T-Mobile USA is sending out SMS alerts to its entire postpaid customer base, warning of a SIM hijacking and port-out campaign in which bad actors are impersonating legitimate T-Mobile users. The idea is to either scam new SIM cards in the victims’ names from the carrier, or port their number (and access to their phone profiles) to another operator.
“We want to alert you that our industry is experiencing a phone number port-out scam that could impact you, and to encourage you to add our port validation feature, if you haven’t done so already,” T-Mobile said on its FAQ page about the problem.
Getting a SIM card linked to the user’s account would give the scammers access to that person’s phone number and broader communications, which they could use for a variety of activities, none of them good news for the victim. The attackers could simply make free calls or stream movies without concerns for prepaid limits or data caps, with the charges going to the subscriber; or they could exploit the access to carry out other activities, like setting up massive text-spam campaigns from the victim’s phone. They could also use the victim’s address book and contact list to mount spear-phishing campaigns or to distribute malware—the contacts would think the messages came from the legitimate user and would therefore be more trusting.
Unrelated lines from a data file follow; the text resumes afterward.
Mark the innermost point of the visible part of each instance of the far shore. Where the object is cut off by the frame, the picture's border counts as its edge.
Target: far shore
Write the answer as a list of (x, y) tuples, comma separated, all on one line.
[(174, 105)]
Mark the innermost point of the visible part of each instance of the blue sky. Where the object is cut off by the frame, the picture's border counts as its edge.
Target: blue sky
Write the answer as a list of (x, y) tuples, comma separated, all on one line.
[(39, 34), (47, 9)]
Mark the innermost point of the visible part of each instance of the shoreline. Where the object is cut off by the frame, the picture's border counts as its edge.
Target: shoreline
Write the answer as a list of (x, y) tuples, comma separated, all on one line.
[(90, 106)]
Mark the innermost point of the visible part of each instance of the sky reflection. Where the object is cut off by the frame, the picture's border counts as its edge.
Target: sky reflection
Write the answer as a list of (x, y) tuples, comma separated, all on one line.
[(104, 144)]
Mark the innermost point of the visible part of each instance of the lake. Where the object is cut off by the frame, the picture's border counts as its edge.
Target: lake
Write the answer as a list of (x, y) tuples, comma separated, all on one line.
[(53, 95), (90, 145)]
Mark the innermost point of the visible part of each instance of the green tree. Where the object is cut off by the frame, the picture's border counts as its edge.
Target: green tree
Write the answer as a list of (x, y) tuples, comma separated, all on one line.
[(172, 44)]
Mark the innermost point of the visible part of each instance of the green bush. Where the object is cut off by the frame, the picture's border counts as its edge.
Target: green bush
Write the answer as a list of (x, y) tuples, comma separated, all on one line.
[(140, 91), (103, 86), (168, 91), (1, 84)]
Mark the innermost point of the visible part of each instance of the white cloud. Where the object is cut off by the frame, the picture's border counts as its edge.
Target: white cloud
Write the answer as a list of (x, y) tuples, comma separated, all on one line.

There are also deeper problems having to do with mobile banking, cryptocurrency wallets or other apps with sensitive information—the scam allows attackers to get around two-factor authentication and gain access to these accounts. This has both personal and business ramifications.
“Once the attacker gets the phone number, they can exploit weaknesses in two-factor authentication by requesting reset links via text,” said David Pearson, principal threat researcher of Awake Security, via email. “Many consumers are already reporting that attackers have used this to target their bank accounts or other sensitive financial information. What’s overlooked so far is the potential impact of such carrier-focused scams on enterprises. Once inside, the attacker would potentially look like normal, approved traffic or usage of the application, because they’re using an authenticated account.”
The phone number port-out scam/SIM hijacking problem has been around for a while, and, the carrier points out, has affected other operators as well. However, the attackers have upped the volume of attacks of late, which is what has prompted T-Mo to issue the alerts. To mitigate the problem, users can add a port-validation PIN to their account that would prevent impersonation attacks.
At least, in theory: The carrier is under fire in one lawsuit, mounted by Carlos Tapang, which alleges that the carrier allowed strangers to port his phone number to AT&T and then steal his Bitcoin (worth around $14,000 at the time)—an incident that occurred back in November. At issue is Tapang’s allegation that he had a validation PIN on his account that would be required for a port-out request.
“Tapang immediately telephoned T-Mobile,” the suit claims. “After several unsuccessful attempts to reach an operator, he was shocked to learn one of T-Mobile’s call centers had cancelled his phone number without his permission and transferred his number to AT&T.”
FierceWireless reached out to T-Mobile for comment, but the company had no response at press time.